Sunny (Tsuyoi Kimochi Tsuyoi Ai)
Rating
Run Time 118 mins
Language JAPANESE

“Sunny,” Hitoshi One’s exuberant, if repetitive, remake of a 2011 Korean film of the same title, celebrates the late ’90s in Tokyo from the perspective of six women who were once a kogyaru posse. Though intended as generational nostalgia, it also shows the darker side of the era, without framing its young heroines as passive victims, and is full of infectious energy, meticulous period detail and laugh-out-loud gags — all trademarks of director One, who made his box-office breakthrough, the hit rom-com “Love Strikes!,” in 2011.

But One, who also wrote the script, overdoes scenes of one heroine leaping to the defense of another against the bullying from a rival kogyaru gang. (The gang’s obnoxious leader gets her comeuppance so often and so thoroughly that I began to sympathize with her.) And his heroines, in both the past and present incarnations, cry torrents of tears so regularly I began to imagine flood warnings.

They also charm with a vitality that’s harder to find these days. At the center of this maelstrom is Nami (Ryoko Shinohara), a sweet-tempered housewife who self-sacrificingly cares for an often-absent (if high-earning) husband and snotty teenage daughter. Then a chance encounter with Serika (Yuka Itaya), the former leader of her kogyaru posse, brings back long-suppressed memories.

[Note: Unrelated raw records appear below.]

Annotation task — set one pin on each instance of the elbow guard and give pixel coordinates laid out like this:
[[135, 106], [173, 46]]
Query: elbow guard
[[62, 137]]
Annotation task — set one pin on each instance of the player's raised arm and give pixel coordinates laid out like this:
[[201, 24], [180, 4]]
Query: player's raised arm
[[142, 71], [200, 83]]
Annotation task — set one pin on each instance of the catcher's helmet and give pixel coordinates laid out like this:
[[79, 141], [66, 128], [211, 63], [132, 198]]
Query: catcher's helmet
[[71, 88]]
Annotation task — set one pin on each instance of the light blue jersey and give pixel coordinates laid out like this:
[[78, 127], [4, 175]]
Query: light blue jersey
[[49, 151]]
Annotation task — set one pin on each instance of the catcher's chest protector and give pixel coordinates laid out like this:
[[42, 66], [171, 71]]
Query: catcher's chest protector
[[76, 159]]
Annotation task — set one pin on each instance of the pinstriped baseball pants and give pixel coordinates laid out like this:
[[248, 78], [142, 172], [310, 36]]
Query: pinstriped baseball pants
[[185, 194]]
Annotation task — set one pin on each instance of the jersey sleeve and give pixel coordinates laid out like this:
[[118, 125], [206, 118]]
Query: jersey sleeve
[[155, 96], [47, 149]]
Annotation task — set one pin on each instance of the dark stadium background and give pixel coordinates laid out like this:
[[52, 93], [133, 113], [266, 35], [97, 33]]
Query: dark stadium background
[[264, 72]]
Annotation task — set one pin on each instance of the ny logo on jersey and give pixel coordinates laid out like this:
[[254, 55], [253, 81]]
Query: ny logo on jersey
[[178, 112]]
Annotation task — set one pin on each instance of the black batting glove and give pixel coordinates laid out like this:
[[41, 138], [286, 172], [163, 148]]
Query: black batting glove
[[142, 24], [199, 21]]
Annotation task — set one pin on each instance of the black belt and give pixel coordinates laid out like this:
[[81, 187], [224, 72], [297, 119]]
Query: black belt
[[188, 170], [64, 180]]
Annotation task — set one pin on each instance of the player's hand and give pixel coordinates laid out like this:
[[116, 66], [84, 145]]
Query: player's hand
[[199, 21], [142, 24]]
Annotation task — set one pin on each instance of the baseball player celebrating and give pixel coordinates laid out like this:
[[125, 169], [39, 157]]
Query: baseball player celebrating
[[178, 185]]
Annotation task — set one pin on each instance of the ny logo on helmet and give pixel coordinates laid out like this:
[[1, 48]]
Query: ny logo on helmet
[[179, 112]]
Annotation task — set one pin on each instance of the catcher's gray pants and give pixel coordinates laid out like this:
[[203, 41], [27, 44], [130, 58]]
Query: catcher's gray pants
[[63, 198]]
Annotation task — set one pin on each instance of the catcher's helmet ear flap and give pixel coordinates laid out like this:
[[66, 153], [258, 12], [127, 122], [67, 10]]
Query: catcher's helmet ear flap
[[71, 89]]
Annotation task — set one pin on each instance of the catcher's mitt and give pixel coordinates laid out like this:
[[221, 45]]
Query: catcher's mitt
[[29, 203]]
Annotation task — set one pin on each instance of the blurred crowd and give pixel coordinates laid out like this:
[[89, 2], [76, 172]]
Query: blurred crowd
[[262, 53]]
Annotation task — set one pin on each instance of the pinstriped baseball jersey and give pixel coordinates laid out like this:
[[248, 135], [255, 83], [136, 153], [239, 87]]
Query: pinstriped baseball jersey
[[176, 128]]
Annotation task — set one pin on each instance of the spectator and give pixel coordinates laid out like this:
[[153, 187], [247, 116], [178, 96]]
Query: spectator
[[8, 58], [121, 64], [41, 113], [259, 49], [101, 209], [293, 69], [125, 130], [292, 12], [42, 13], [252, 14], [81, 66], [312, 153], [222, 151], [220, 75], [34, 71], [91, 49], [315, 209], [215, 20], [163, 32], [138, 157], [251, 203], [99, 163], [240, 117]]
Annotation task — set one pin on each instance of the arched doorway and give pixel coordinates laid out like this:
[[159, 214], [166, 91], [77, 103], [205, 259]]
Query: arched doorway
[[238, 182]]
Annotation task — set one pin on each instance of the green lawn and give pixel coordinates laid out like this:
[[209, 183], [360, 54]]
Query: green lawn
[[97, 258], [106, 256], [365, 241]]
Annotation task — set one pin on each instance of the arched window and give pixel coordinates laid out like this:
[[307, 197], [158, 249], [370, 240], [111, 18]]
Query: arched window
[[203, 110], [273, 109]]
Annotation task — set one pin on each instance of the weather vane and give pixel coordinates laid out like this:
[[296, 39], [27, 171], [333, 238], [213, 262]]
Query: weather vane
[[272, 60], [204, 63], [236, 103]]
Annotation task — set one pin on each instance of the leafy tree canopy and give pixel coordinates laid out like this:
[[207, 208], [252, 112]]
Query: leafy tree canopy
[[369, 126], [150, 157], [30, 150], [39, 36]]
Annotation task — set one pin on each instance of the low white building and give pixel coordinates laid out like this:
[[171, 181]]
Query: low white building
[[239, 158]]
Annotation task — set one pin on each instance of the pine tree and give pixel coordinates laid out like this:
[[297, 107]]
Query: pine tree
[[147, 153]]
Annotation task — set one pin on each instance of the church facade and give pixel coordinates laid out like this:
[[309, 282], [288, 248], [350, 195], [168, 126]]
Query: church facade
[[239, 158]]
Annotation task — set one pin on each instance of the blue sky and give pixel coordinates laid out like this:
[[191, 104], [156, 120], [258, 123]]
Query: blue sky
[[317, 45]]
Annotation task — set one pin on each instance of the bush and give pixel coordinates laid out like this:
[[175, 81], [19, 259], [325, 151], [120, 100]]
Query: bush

A successful single businesswoman, Serika has led the sort of unfettered life the more conventional Nami can only envy, until she reveals she has terminal cancer, with only a month to live. Her request to her old pal: Round up the other four members of their crew, which they dubbed “Sunny,” for a first-and-final reunion. Nami tearfully agrees and, helped by a dodgy private detective (Lily Franky), tracks down three: The feisty, plus-sized Ume (Naomi Watanabe), the potty-mouthed, (artificially) voluptuous Yuko (Eiko Koike) and the abused, alcoholic Shin (Rie Tomosaka). Absent is Nana (Elaiza Ikeda), a cool-tempered beauty in her youth, who long ago went missing.

Running on a parallel track is the tale of Sunny in their teenage prime, centering again on Nami (Suzu Hirose), who begins as a naive, gawky transfer student to a Tokyo all-girls high school from Awaji Island in Hyogo Prefecture, which to her new classmates might as well be Arkansas. But the tough-talking, kind-hearted Serika takes Nami under her wing, much as she might a helpless chick.

Where the present-day story tends to the mawkish, the ’90s story is raucously true to the ways of teenage girls, kogyaru divisions, good, bad and ridiculous. Special kudos to Hirose, whose Nami is an inspired comic creation, incurably innocent and goofy. And when she cries, she earns your tears.